When I was seven years old, I created a newspaper called The Daily Tomato. I have no idea why I called it that, other than I thought the word "tomato" was incredibly funny at the time. I left it where my father had breakfast, on top of a copy of the Atlantic City Press, our hometown newspaper. Dad found it quite amusing, particularly my weather report, which stated that the weekend forecast was "cloudy with a 75% chance of poop."
When I was nine, I "wrote" a "novel" that was a dead ripoff of E.L. Konigsburg's Jennifer, Hecate, Macbeth, William McKinley, and Me, Elizabeth. When you merely changed the names of the characters in a book that already exists, writing a book was easy! I didn't know why more people didn't do it.
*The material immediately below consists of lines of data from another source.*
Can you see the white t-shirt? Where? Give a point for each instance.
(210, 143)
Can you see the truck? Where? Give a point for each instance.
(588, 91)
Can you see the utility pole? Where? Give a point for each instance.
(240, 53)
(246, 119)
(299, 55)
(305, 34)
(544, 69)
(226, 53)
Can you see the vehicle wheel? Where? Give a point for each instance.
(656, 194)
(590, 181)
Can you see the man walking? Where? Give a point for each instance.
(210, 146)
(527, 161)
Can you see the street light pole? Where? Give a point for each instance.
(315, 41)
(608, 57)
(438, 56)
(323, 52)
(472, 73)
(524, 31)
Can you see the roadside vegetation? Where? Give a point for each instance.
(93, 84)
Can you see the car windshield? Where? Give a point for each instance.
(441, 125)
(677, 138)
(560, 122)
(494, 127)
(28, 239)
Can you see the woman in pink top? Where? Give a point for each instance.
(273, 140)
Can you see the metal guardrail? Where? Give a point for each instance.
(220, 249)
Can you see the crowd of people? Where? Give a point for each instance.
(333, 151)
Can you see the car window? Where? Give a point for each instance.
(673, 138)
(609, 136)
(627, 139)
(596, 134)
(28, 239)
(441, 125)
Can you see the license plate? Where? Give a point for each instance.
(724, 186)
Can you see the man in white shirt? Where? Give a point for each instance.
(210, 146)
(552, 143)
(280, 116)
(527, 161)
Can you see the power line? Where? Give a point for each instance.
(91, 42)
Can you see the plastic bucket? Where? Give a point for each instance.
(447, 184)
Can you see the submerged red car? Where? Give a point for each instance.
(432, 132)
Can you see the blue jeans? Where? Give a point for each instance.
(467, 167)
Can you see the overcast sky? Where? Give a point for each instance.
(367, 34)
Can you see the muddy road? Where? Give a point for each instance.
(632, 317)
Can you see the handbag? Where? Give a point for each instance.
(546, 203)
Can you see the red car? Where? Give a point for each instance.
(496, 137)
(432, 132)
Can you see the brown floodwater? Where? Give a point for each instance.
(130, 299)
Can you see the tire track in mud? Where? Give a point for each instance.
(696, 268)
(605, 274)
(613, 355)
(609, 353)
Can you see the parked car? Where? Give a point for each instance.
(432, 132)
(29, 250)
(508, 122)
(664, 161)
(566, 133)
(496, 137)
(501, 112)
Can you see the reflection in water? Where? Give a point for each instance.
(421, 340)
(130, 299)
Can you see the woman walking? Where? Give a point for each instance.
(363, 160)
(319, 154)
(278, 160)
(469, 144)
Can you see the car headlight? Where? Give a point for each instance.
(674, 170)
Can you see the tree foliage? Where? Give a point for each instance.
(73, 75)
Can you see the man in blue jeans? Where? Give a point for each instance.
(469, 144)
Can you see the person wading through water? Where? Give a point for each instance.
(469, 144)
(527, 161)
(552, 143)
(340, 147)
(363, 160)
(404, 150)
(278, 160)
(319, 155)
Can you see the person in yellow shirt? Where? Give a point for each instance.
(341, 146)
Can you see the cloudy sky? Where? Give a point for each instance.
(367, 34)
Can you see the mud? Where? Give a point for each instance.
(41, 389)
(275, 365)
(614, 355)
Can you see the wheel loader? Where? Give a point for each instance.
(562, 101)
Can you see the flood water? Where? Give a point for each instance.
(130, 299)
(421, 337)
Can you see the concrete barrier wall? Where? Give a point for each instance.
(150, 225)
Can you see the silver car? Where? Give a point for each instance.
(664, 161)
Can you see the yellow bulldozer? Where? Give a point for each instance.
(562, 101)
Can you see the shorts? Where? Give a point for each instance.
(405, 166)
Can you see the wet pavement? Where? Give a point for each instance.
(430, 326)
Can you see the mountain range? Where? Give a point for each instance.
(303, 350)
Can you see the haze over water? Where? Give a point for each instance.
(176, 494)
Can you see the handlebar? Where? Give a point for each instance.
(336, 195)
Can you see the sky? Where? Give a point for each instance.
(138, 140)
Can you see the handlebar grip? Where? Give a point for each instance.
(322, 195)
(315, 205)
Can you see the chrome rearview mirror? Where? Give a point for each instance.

When I was in fifth grade, I wrote a poem about the color yellow. It wasn't a very good poem, but my teacher submitted it into a countywide contest anyway. That's how I learned that you'll never really know what people will like.
When I was fifteen, I made my first attempt at writing an original novel, a high school romance about a girl who falls for a German exchange student. It was terrible, but there was something intoxicating about the story planning and character development process. Back when writing seemed like it could still be a lucrative career, I knew then that that was my calling, and cultivated a fantasy of moving to New York City and living in a loft apartment where a freight elevator opened right into it, like Glenn Close in Fatal Attraction.
I've written stories, plays, and a pitch script for a sitcom. I'm currently editing a novel, which my friends and family are likely very tired of hearing about at this point, and it hasn't even been published yet. I once took up a lot of real estate on LiveJournal, I've written movie reviews, and I spend a lot of time revisiting television from my childhood. I'm good at it. I'm also a pretty good podcaster: you can listen to me every other week here, as well as on other people's shows from time to time.
Not so good at the self-promotion thing, though--in fact, it's fair to say that I'm quite bad at it, which is why it's taken me five paragraphs to get to the point: Gena Radcliffe is a writer and podcaster. A contributor to the anthology Idol Musings, she's written movie reviews for the dearly departed Under the Bed and The Horror Within, appeared in a presentation of Kevin Geeks Out, and is one half of the Kill by Kill podcast, featured at The A.V. Club. Raised in the part of New Jersey no one cares about, with absolutely no academic credentials to speak of (other than dropping out of the same college as Patti Smith), she lives in Brooklyn.